As a redhead, I am obviously super unique (j/k). But I completely agree. I tire of hearing how *less* motherhood is. Wanna be truly unique? Live a life of quiet, sacrificial love to your spouse and family, with no accolades, social media platforms, or online “influencing.”
I want to also add how much it breaks my heart that the simple act of my husband taking his son to the park to work on baseball skills (yep, playing catch—how mundane, right?!) caught the attention of an elderly gentleman who tearfully praised him. “You never see this anymore.” To be clear—he meant loving dads making concerted efforts to spend one-on-one time with their kids. These things used to be *expected*; now they’re apparently too oppressively stereotypical.
The world is upside down *and* backwards.
I sought 'uniqueness' - tattoos, weird fashions, boutique tastes, bizarre philosophies, etc. - and meaning - career, hobbies, etc. - my whole life. The only things that have made me feel worth a damn was 1) being a husband and 2) being a father. I get a lot of enjoyment out of some of my hobbies, but they don't give me meaning. They're just a pleasant way to spend some free time.

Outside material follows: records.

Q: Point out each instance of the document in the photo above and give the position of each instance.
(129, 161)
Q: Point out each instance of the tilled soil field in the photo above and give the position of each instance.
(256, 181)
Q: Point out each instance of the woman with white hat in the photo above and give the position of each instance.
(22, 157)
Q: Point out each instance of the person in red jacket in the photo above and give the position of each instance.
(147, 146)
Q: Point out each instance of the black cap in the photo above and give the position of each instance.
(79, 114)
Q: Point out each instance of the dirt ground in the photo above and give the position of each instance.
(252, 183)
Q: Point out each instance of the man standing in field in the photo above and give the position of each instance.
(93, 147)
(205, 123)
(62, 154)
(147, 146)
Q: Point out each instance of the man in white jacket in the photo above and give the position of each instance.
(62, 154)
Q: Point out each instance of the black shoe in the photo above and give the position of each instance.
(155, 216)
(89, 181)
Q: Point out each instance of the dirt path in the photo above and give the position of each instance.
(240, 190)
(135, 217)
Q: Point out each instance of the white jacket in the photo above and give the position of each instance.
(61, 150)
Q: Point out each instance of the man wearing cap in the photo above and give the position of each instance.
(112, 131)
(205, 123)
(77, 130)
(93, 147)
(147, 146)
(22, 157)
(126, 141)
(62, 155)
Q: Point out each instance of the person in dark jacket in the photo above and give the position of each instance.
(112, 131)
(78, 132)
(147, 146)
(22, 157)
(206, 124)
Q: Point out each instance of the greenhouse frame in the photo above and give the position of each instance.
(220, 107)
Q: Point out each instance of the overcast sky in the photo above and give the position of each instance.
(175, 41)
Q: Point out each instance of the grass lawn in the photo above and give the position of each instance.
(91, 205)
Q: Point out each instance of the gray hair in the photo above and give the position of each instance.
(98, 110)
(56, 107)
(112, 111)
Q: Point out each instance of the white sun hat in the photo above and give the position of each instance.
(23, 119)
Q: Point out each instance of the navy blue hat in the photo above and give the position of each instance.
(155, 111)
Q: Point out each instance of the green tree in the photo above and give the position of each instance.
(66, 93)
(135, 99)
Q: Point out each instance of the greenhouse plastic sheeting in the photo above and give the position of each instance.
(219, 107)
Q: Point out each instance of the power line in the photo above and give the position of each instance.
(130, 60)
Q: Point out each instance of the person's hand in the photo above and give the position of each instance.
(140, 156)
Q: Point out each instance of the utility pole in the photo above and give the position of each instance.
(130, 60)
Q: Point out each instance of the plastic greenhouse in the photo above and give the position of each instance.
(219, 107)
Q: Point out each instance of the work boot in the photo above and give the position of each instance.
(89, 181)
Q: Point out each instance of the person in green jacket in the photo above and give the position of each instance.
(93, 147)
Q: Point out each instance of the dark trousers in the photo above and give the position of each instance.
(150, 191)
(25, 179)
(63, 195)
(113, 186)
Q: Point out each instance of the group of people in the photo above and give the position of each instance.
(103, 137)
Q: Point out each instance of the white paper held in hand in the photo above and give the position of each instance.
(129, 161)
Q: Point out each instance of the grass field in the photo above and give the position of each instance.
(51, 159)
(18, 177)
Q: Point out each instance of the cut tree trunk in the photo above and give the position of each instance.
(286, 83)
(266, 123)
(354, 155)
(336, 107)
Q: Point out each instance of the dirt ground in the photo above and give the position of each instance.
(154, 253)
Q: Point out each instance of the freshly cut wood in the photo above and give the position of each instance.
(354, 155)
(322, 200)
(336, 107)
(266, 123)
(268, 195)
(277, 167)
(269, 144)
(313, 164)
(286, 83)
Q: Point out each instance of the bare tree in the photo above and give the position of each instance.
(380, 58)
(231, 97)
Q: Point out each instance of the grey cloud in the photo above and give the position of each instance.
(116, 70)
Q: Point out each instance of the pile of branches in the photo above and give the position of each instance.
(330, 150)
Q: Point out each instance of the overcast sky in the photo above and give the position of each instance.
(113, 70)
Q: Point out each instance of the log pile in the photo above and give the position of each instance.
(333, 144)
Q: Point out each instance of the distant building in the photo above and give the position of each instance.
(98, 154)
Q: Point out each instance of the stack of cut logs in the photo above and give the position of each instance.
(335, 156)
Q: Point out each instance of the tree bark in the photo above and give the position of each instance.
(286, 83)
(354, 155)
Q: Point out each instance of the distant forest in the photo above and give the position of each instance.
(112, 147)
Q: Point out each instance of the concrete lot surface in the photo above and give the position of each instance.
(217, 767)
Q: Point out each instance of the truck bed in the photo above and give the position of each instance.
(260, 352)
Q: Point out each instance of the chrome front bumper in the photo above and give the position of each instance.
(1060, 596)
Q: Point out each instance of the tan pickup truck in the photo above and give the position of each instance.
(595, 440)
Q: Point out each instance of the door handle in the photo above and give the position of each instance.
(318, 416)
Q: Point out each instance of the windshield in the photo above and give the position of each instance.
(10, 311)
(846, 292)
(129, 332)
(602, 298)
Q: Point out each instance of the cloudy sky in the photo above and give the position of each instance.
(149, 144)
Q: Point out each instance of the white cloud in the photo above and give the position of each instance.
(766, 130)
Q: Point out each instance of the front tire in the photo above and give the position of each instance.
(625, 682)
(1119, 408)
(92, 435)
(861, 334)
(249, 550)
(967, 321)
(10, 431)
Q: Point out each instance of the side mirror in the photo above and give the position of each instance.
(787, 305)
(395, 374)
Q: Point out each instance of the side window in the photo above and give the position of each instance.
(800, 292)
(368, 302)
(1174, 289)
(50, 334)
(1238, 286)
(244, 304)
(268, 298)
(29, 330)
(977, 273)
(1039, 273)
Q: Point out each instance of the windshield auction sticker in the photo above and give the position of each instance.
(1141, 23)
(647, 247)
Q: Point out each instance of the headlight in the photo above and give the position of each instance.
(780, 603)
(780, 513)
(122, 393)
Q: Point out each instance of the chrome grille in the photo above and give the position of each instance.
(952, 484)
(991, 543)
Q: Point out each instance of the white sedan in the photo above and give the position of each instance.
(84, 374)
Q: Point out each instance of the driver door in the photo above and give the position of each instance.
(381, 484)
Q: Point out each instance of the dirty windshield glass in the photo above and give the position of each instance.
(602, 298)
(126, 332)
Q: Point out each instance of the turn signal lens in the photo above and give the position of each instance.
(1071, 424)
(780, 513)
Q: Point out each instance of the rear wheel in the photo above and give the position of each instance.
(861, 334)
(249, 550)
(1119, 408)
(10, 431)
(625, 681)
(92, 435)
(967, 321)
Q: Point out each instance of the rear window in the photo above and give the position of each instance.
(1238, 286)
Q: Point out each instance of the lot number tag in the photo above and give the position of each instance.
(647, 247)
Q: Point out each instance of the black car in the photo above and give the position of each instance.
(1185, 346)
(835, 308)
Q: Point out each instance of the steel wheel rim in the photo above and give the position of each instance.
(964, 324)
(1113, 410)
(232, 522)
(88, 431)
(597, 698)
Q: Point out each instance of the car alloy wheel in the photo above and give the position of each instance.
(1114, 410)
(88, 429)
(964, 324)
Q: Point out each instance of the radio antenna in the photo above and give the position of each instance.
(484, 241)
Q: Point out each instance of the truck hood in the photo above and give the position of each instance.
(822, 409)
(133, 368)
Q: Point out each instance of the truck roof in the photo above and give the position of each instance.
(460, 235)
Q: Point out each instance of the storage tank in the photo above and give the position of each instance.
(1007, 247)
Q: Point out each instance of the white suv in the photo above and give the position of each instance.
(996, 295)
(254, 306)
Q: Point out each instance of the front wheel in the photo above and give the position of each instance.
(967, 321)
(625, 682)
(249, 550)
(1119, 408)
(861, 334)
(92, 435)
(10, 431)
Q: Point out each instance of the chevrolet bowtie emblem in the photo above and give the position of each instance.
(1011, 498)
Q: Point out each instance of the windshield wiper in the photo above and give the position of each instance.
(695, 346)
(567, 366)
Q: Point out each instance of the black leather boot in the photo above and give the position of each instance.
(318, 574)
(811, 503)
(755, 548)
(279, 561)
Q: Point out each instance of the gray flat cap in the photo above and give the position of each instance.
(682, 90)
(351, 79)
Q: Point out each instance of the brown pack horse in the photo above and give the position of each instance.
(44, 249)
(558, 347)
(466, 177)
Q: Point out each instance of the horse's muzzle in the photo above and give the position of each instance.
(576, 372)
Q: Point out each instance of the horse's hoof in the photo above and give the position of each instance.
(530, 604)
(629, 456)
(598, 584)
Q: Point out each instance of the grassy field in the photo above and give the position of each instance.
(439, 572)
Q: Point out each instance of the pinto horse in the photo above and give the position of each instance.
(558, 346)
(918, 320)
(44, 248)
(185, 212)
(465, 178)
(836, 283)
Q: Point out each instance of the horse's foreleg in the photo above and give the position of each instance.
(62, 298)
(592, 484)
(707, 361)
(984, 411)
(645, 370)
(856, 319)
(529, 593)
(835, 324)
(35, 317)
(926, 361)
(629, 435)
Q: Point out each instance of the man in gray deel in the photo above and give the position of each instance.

I remember feeling like something was missing after my wife and I got married. We didn't think we wanted kids. I remember thinking, so this is it? We just work and grab dinner and a drink or take weekend trips until we're dead? I wonder how many men and women, who think they don't want kids, have that same sense of something missing and go try to find it in an affair or a career change or a divorce or whatever. If you have a loving marriage, that's the foundation for a family.
As a man, I think our urge is more about leaving a legacy. Your kids will tell their kids and their grandkids about you. They keep you alive well after you're dead. And if you're a good man, you can set, reinforce, or re-set a certain legacy of what it means to be a good man and set an example across generations. That's something beautiful, meaningful, and fulfilling. I think of my beloved "Pops" (maternal grandpa) and how much we still love him and talk about him as a family - and he's been dead for coming up on 25 years. That's something that's better than my degrees or work accomplishments. I want to be a good man, husband, and father because I know it will shape my kids and their lives. And because, more than anything else, I love them. Those words are empty if I don't try to be my best for them.